Joes Italian Ice

Karl Marx had it all wrong: the proletariat unites not under the hammer blows of capital, but rather around the Italian ice. Just check out the diverse working-class clientele that makes its way to Joe's Italian Ice come nightfall. Elderly inhabitants of the trailer park next door rub elbows with heavily cologned cholos who, after purchasing a gallon of the ice, mysteriously retire to a nearby pay phone and scoop alone. Neighborhood kids on roller skates, bicycles, scooters—every imaginable prepubescent mode of transportation—zip around on the sidewalk, paying little regard to the death-dealing Harbor Boulevard traffic mere feet away. Tired Latina maids from the mega-hotels up the street stand patiently for their order, seeking a chilled capper to the rough day just passed. And obnoxiously loud tourists in full Disneyland regalia annoy everyone with their ever-dropped cups.

A Pennsylvania-based chain, Joe's Italian Ice has just one West Coast location, this one in Garden Grove from which the company has hawked its namesake product to the heated hoi polloi for two years. (They also offer such soda-shop standards as ice cream cones, sundaes and root beer floats.) It's a colorful place, both literally and metaphorically. Steel counters and stools are the only seating options, and they're outside. A red-white-and-green canopy provides shade. K-Earth-era oldies blast nonstop—you half-expect Frankie Valli and his Four Seasons to start harmonizing on the corner.

Joe's employees are all high schoolers, probably newcomers to the working life, which explains the infectious, genuine enthusiasm they display the minute you approach. Even before you've so much as glanced at the menu posted outside, one of the youngsters will skip out from his or her post with a complimentary serving of Italian ice—usually two. If you ask about the quality of another flavor, they don't even bother with a response; they amble back inside Joe's and return with another cardboard thimble.

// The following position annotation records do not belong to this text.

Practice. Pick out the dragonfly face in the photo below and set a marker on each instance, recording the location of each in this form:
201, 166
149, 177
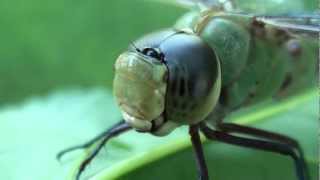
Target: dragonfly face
140, 87
170, 78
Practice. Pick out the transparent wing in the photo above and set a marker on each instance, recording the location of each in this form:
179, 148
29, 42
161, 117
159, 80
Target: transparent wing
208, 4
303, 23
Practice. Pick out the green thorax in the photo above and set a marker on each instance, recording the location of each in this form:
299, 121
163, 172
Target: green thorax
256, 62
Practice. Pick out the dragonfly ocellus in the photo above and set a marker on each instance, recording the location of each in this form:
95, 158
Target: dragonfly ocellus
215, 60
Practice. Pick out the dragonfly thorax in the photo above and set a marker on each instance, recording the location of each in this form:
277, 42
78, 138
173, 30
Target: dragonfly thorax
170, 78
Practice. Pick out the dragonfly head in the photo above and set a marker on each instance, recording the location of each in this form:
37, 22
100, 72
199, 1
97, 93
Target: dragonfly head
140, 88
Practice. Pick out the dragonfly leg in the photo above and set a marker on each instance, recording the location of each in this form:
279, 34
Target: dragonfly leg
254, 132
117, 130
197, 147
266, 145
90, 142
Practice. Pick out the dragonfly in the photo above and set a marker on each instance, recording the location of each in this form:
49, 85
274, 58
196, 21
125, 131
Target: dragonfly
215, 60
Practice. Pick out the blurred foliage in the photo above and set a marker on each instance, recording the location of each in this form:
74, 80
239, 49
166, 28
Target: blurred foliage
51, 45
47, 45
36, 131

The free samples do their job, as ordering at Joe's then becomes a matter of which of the more than 50 options will battle the summer tonight. The kids prepare the Italian ice daily using fresh fruit, and nature's bounty does not lose its God-bestowed sweetness in the transition from solid to ice, whether it be passion fruit, raspberry or a fleshy cantaloupe variety. And the Italian ice itself is how it should be: soft but not slushy, firm enough that you can turn your spoon upside-down and the ice doesn't drip off, taiga rather than tundra in its chill. You can order the Italian ice as is, but it's infinitely better as a Joe Latti: your choice of Italian ice now crowned with a Babel-esque tower of velvety vanilla ice cream, each frosty product retaining its charm until uniting inside your mouth to create the most pleasant brain freeze of your life.

And if it's raining, even better—that makes it a Joe's two-for-one day.